📊 Implementing Semi-Supervised Methods

📊 Implementing Semi-Supervised Methods#

Semi-supervised methods learn from clean profile/baseline data to establish normal behavior patterns, then detect deviations as anomalies. This is the most common scenario in predictive maintenance.

When to Use: When you have clean operational data (profiles) and want to detect degradation (anomalies).

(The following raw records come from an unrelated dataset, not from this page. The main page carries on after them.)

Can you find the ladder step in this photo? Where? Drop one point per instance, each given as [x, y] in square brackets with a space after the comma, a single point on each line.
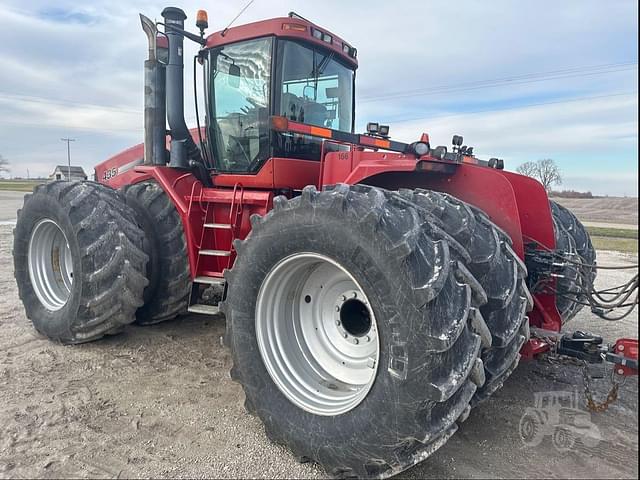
[215, 253]
[204, 309]
[218, 225]
[209, 280]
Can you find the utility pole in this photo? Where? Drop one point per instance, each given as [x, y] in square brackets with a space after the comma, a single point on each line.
[68, 140]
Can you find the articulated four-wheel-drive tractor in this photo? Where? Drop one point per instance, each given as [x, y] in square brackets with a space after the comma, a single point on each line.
[374, 291]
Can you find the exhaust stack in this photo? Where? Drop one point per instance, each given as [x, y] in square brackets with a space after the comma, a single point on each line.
[183, 147]
[154, 100]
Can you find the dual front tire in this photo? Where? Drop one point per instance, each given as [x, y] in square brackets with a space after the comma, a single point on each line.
[89, 260]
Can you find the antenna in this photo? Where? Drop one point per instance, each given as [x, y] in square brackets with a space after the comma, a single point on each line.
[223, 33]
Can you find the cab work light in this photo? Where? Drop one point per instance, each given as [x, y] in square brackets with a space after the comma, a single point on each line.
[294, 26]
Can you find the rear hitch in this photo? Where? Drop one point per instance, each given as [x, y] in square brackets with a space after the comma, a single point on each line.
[623, 354]
[581, 345]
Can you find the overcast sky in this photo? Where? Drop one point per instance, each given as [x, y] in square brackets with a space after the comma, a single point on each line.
[521, 80]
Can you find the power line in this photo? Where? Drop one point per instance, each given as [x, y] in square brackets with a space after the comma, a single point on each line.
[36, 99]
[515, 107]
[68, 140]
[502, 81]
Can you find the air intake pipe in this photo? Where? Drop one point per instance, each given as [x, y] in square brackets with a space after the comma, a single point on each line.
[155, 129]
[183, 148]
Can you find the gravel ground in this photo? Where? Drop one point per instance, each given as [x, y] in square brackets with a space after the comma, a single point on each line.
[158, 402]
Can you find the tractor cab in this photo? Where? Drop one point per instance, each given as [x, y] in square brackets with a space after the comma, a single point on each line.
[284, 67]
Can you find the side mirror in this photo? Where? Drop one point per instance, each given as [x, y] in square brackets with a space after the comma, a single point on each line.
[234, 75]
[309, 88]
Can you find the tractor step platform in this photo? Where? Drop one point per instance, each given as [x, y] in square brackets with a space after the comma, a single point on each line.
[209, 280]
[203, 309]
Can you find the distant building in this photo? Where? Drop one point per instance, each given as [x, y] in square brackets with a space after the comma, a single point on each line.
[62, 173]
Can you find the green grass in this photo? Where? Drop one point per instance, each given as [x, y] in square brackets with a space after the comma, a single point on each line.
[612, 232]
[19, 185]
[626, 245]
[617, 239]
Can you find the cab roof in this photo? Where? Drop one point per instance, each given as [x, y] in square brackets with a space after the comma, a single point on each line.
[293, 27]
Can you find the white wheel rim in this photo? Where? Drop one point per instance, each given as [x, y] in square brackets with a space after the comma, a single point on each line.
[317, 334]
[50, 264]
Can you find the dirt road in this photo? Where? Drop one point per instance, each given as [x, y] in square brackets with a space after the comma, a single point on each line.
[158, 402]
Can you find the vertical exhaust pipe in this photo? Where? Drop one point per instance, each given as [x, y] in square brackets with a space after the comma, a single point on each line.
[183, 147]
[154, 100]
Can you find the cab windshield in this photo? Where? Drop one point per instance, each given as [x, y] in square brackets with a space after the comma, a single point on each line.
[304, 83]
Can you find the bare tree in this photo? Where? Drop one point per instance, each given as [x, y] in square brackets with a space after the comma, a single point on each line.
[4, 164]
[545, 171]
[528, 168]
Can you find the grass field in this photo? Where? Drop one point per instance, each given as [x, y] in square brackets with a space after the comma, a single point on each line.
[619, 239]
[19, 185]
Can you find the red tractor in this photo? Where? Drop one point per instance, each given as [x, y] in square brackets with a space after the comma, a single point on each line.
[374, 291]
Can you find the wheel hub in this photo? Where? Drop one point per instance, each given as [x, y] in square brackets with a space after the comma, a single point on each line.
[317, 334]
[50, 264]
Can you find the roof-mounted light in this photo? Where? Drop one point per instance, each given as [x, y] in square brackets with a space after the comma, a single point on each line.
[202, 20]
[294, 26]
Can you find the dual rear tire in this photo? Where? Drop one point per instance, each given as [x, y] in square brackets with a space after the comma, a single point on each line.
[371, 408]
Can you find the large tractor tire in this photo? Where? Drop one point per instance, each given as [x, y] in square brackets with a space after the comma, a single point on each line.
[79, 261]
[351, 330]
[579, 273]
[499, 271]
[167, 294]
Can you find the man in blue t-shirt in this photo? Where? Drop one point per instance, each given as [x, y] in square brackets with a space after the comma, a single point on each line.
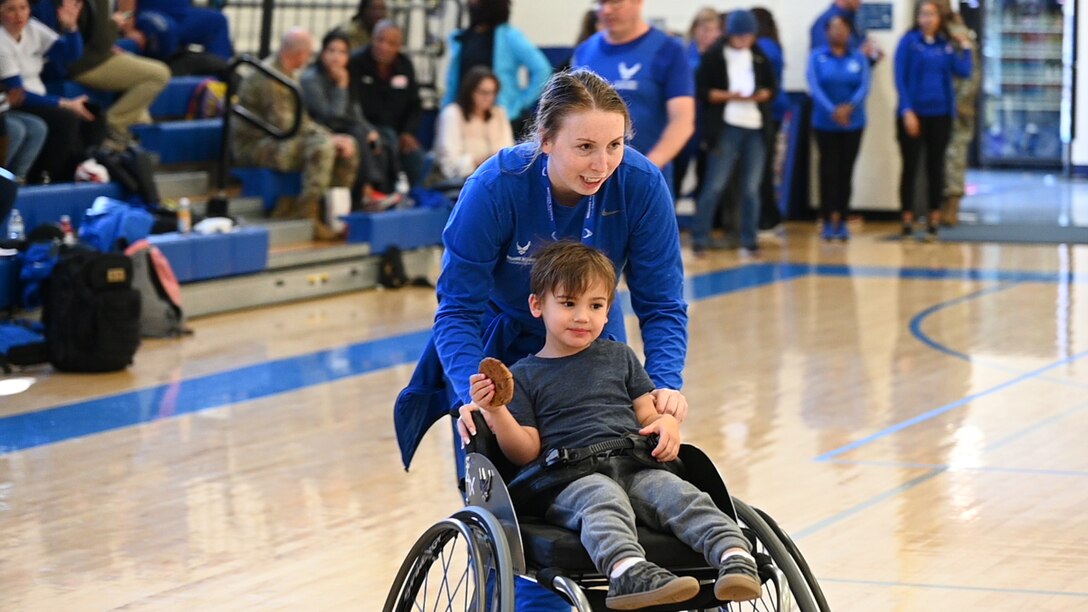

Works with AutoProfile, Incremental, and Historical semi-supervised experiments.

Key Difference from Unsupervised: Your method receives labeled training data representing normal operation.

Interface Overview#

Semi-supervised methods inherit from SemiSupervisedMethodInterface:

from pdmlabs.method.semi_supervised_method import SemiSupervisedMethodInterface
from pdmlabs.pdm_evaluation_types.types import EventPreferences

class MySemiSupervisedMethod(SemiSupervisedMethodInterface):
    def __init__(self, event_preferences: EventPreferences, **kwargs):
        super().__init__(event_preferences=event_preferences)
        # Your initialization

Key Characteristics: - Has fit() method (training on clean profiles) - Trains separate models per data source - Can run with AutoProfile, Incremental, or Historical experiments - Scores test data against learned normal patterns

Required Methods#

All semi-supervised methods must implement:

fit(historic_data, historic_sources, event_data) — Train on clean profiles
predict(target_data, source, event_data) — Score test data
predict_one(new_sample, source, is_event) — Score single sample (online)
get_params() — Return configuration dictionary
__str__() — Return method name
get_library() — Return library name for serialization (usually 'no_save')
get_all_models() — Return trained models (for export)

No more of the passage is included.